At about this time Brandão/Brampton made a journey to the Netherlands and on his return in 1487, he brought with him a lad called Perkin Warbeck, who might at this time have been about 17 years old. Warbeck was employed either as a servant to Brandão/Brampton´s wife, or as a male model for men´s clothes, or possibly both. Brandão/Brampton of course had long and intimate knowledge of the court of Edward IV, and it is most likely that Perkin picked up enough information from Brandão/Brampton to bolster his claim to the throne of England on the basis that he was the son of the King.

 

Brandão/Brampton was in Portugal again in 1489 when an embassy from Henry VII arrived in Lisbon.

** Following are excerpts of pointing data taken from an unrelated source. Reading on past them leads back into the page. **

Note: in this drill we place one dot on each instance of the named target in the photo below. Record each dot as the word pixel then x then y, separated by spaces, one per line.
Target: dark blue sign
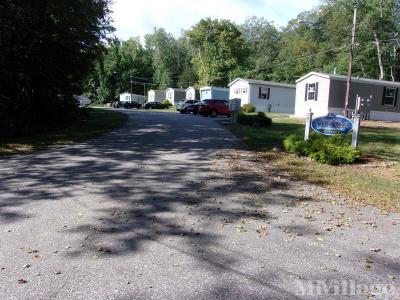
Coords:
pixel 332 124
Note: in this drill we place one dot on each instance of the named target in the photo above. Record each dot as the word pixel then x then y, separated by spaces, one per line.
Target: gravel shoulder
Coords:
pixel 173 207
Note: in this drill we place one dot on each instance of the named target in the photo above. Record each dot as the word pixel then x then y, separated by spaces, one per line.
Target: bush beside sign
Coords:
pixel 332 124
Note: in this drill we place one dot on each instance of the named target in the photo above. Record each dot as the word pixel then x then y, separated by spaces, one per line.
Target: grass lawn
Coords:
pixel 97 122
pixel 375 181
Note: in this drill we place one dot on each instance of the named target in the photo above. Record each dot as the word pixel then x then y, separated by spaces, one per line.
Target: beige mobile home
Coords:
pixel 175 95
pixel 325 93
pixel 156 96
pixel 190 93
pixel 266 96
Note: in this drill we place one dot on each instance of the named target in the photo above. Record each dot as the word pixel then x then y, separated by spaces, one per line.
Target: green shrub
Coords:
pixel 167 102
pixel 333 150
pixel 260 119
pixel 248 108
pixel 245 119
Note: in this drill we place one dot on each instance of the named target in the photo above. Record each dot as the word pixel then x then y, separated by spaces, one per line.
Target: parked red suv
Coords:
pixel 213 108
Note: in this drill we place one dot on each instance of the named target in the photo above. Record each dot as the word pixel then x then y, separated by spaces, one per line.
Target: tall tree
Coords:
pixel 219 49
pixel 262 39
pixel 47 49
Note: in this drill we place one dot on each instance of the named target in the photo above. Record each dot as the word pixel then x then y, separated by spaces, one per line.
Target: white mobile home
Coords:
pixel 190 93
pixel 266 96
pixel 156 96
pixel 212 92
pixel 175 95
pixel 128 97
pixel 325 93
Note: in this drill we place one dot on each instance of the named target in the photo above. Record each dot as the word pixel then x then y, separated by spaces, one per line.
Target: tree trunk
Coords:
pixel 379 51
pixel 391 73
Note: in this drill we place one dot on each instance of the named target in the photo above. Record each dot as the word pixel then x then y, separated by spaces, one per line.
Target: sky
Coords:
pixel 135 18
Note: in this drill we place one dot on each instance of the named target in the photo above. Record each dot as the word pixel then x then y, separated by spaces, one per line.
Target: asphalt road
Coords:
pixel 173 207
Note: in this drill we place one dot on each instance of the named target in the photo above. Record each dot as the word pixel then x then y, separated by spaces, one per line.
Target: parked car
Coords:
pixel 195 107
pixel 154 105
pixel 116 104
pixel 214 107
pixel 186 106
pixel 131 104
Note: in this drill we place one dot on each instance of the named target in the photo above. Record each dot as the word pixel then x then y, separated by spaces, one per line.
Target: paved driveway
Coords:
pixel 171 207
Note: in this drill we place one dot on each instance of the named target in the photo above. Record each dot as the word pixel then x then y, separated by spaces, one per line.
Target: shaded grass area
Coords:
pixel 376 181
pixel 93 123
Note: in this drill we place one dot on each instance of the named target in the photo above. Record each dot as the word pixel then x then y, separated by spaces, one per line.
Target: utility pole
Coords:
pixel 353 37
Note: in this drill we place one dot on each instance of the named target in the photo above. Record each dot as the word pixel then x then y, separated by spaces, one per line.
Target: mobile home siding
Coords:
pixel 280 100
pixel 376 108
pixel 214 93
pixel 156 96
pixel 331 95
pixel 190 93
pixel 240 90
pixel 175 95
pixel 319 106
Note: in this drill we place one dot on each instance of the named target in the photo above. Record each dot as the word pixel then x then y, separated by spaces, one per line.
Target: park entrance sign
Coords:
pixel 332 124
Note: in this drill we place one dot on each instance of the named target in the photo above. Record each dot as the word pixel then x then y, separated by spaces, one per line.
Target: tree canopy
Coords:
pixel 213 51
pixel 47 50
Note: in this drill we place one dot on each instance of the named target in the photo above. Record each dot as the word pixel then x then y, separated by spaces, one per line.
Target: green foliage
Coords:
pixel 47 50
pixel 248 108
pixel 333 150
pixel 218 48
pixel 167 102
pixel 260 119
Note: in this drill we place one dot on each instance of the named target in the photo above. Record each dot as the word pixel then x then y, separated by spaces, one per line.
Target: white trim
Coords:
pixel 353 79
pixel 263 82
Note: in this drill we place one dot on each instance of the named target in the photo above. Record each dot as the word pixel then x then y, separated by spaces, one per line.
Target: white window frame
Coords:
pixel 386 96
pixel 311 89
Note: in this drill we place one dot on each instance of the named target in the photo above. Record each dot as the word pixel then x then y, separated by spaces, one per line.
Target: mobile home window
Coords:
pixel 312 91
pixel 389 96
pixel 263 92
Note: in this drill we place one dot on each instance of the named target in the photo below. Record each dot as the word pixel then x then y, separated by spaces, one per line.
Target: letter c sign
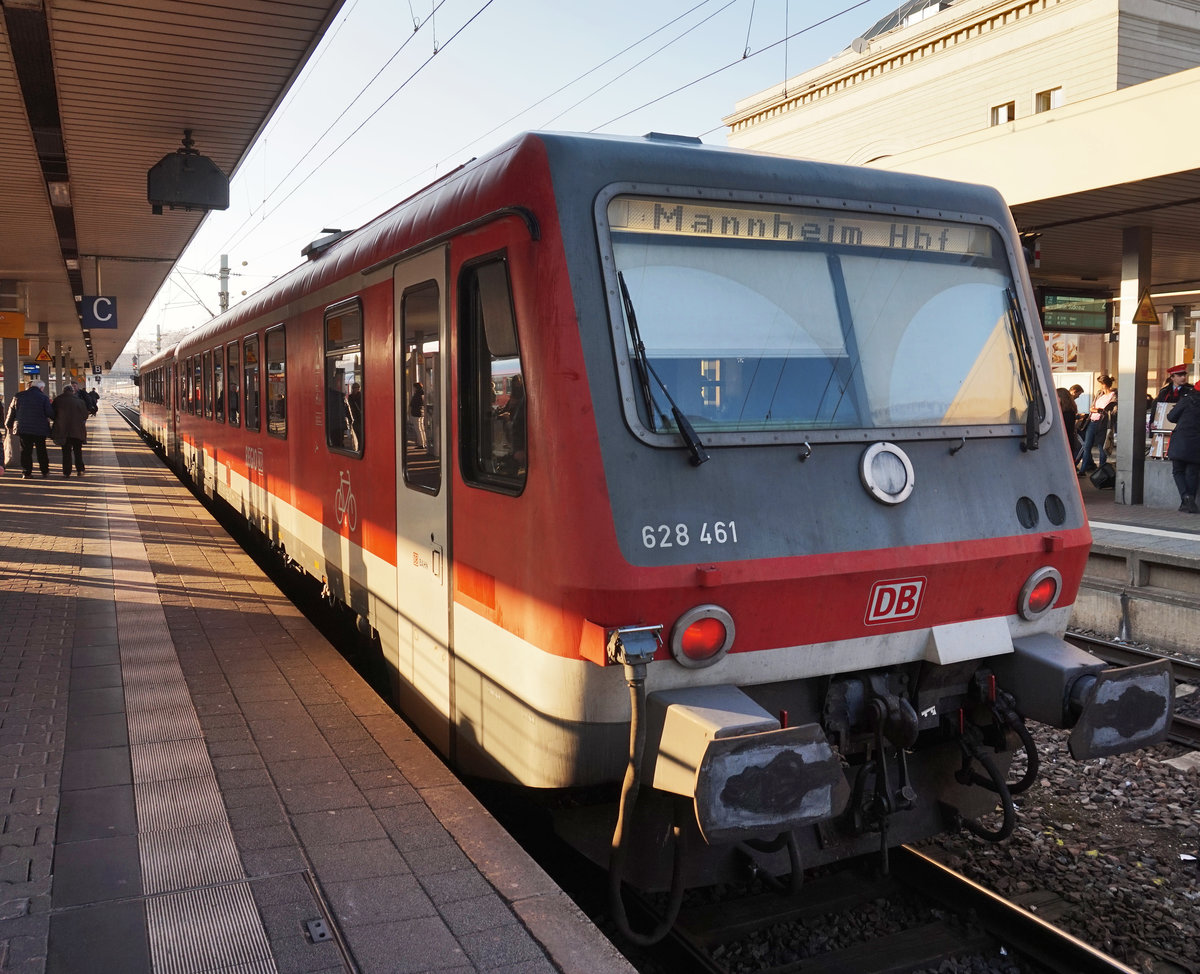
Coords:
pixel 97 312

He was able on behalf of the King to accommodate the ambassadors and looked after them and entertained them at his house. At any rate, these men were so impressed by his skills as host that they reported their good treatment to the King in England. He was so grateful that he issued under his privy seal a general pardon to Edward Brampton Knight alias of Portingal alias of London merchant alias gentleman alias godson to the most illustrious King Edward IV. His son in 1500 was knighted by the King at Winchester.

 

Brandão/Brampton died in Portugal on 11 November, 1508 and was buried in the chapel of Our Lady of Pleasures (Prazeres) in the Carmelite Convent in Lisbon. The inscription on his grave was typically magniloquent and mendacious: Here lies Duarte Brandão Knight of the Garter an Honour which he earned through his many and famous services to King Edward: who was of the Council of the Kings of Portugal, and died on the 11th day of November of 1508

 

The court poet Garcia de Resende wrote of Brandão, scarcely thinking of course that this man was a New Christian, of low birth, a bastard who was once forced to flee the country under suspicion of homicide:

 

vijmos duarte brandam

tam valente capitam,

e valer tanto na guerra

em ho Reino de Ingraterra

que honrou a geeraçam

 

Rendered into English rhyming verse, this epitaph looks like this:

 

We saw too that captain bold

Duarte Brandam, heart of gold:

So valorous a man in war,

Who our name to England bore

And honoured thus our native fold

 

Perkin Warbeck claimed to be the younger of the Princes in the Tower, Prince Richard of Shrewsbury (his place of birth) Duke of York. His claim to the throne of England was supported in Burgundy and in the Holy Roman Empire, and later by James IV of Scotland. He invaded England on three occasions, and in 1497 he ran away from his troops at Glastonbury and was ultimately apprehended at Beaulieu in Hampshire. Having been tortured he confessed to his part in a false claim to the throne.

 

When in 1499 he was accused of taking part in a plot to free his fellow prisoner the Earl of Warwick from the Tower, King Henry came to the end of his forbearance. Warwick (by all accounts a simpleton) was beheaded, and Warbeck was dragged through the streets of London on a hurdle and hanged at Tyburn.

 

If Brandão/Brampton was ever questioned by the investigators into the claims made by Perkin Warbeck, he would probably have evaded the issue with slippery skill. Who knows if his testimony was instrumental in sending Warbeck to the gallows?

 

But Brandão/Brampton himself seemed to bear a charmed existence. What a man, and what astonishing changes and reincarnations he underwent during his life. He made a true bridge between Portugal and England, and was equally honoured in both.